Just as different "visions" of characters and situations can generate conflict between a director and an actor, so to can it cause trouble with players and GMs. If the GM is repeatedly providing situations for adventure with the expectation that the PCs will handle the situation one way, and they go and deal with it another way, I can see where it can cause confusion.

If your GM says "I want to run a game that's like The X-Files, so there's going to be a lot of investigation, a lot of mystery, and a good degree of horror-type play", and the players begin the game and start opening up with Uzis and flamethrowers at every shadow, then there's a problem.

I hate to bring up the term "Social Contract", but that's how I see it. The Players and the GM agree to a game of X, Y and Z style/genre/flavor, and if one side or the other isn't holding up their end of the bargain, things can quickly get frustrating.

Sham aka Dave said...

This is an interesting question. I think, for the most part, my situation is somewhat unique in that we established our gaming group back in the early 80's, and all stuck together for not only D&D but various other games.

As GM, I came to realize that even amongst our little group, certain players enjoyed different aspects of the game. But since we were all long time friends, everyone enjoys just being together in a relaxed social setting and forgettting about the outside world for a time.

I suppose our group was trimmed down during the late 70's and very early 80's, as I can recall countless players who joined for a session or two and stopped coming. So perhaps those players blinked becuse they weren't having fun (or perhaps the tight clique and inside jokes ran them off?).

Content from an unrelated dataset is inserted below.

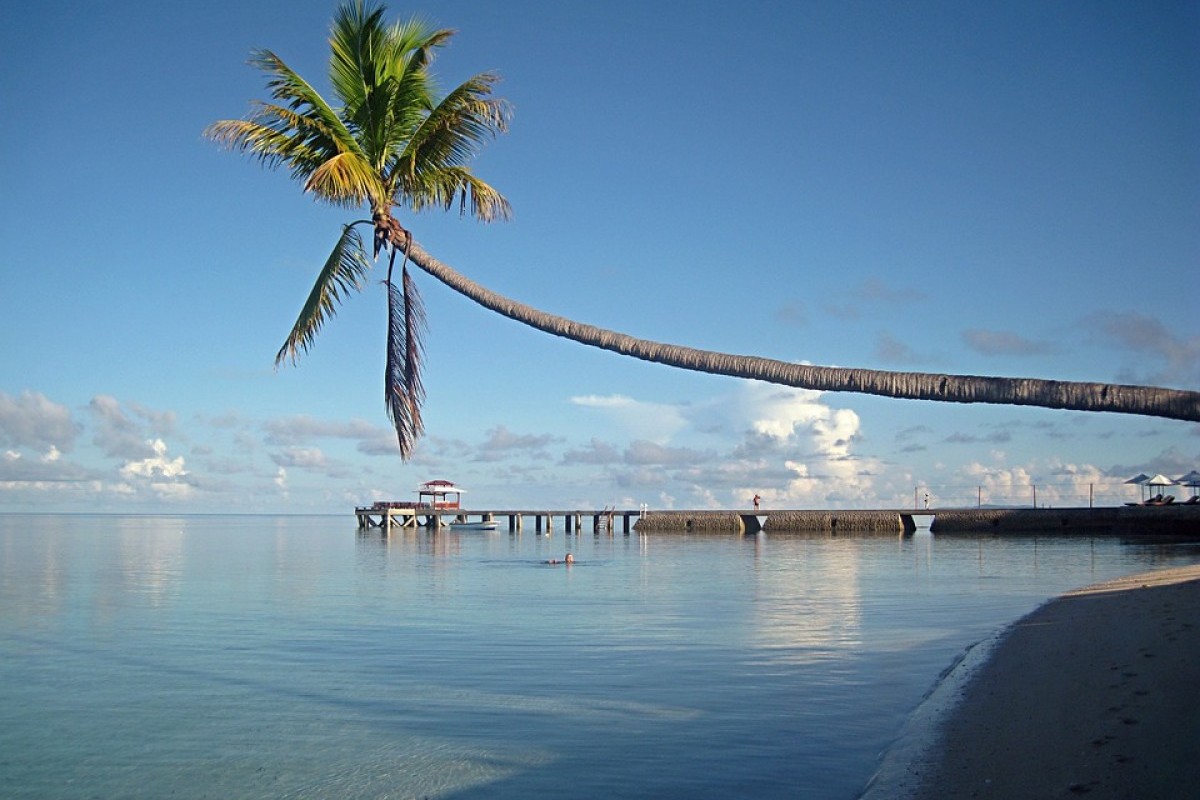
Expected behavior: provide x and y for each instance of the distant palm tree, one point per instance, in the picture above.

I know my DMing style has changed a lot through the years...but one element which I strive for is fun. And I do indeed notice when particular players are yawning or day dreaming at the table. Maybe that's why I've been able to roll with the changes and strive to maintain interest and involvement.

I know for a fact that it would be difficult for a new comer arriving at our gaming table. I think I am more welcoming than most of my players. They still remember some of the boneheads who joined us back in those earliest days, I guess.

The players blink first, but this DM does notice when a player isn't involved. My players are quick to tell someone when they aren't 'fitting in' with the game.

~Sham

The Evil DM said...

I really don't think there is a clear winner. if you're running a game that no one wants to play, then you will soon find yourself sitting alone with your books and dice. On the other hand playing in a game that the GM obviously doesn't have his heart invested in is a huge frustrating waste of time.
since gaming is a a social exercise I think there needs to be clear communication and compromise.

If its a regular group of friends and the GM wants to try a space opera game, then agree to give it a try for a couple of sessions out of respect for the GM and in turn you can return to the regular more popular genre.

If its a new group forming then at least one meeting needs to be held where the specifics of the campaign are discussed (party level of experience, tone of the campaign, house rules ,etc.). at this point if you all sit down and it's decided by the majority that a gritty western campaign is the choice, then either sign on 100% or sit this one out.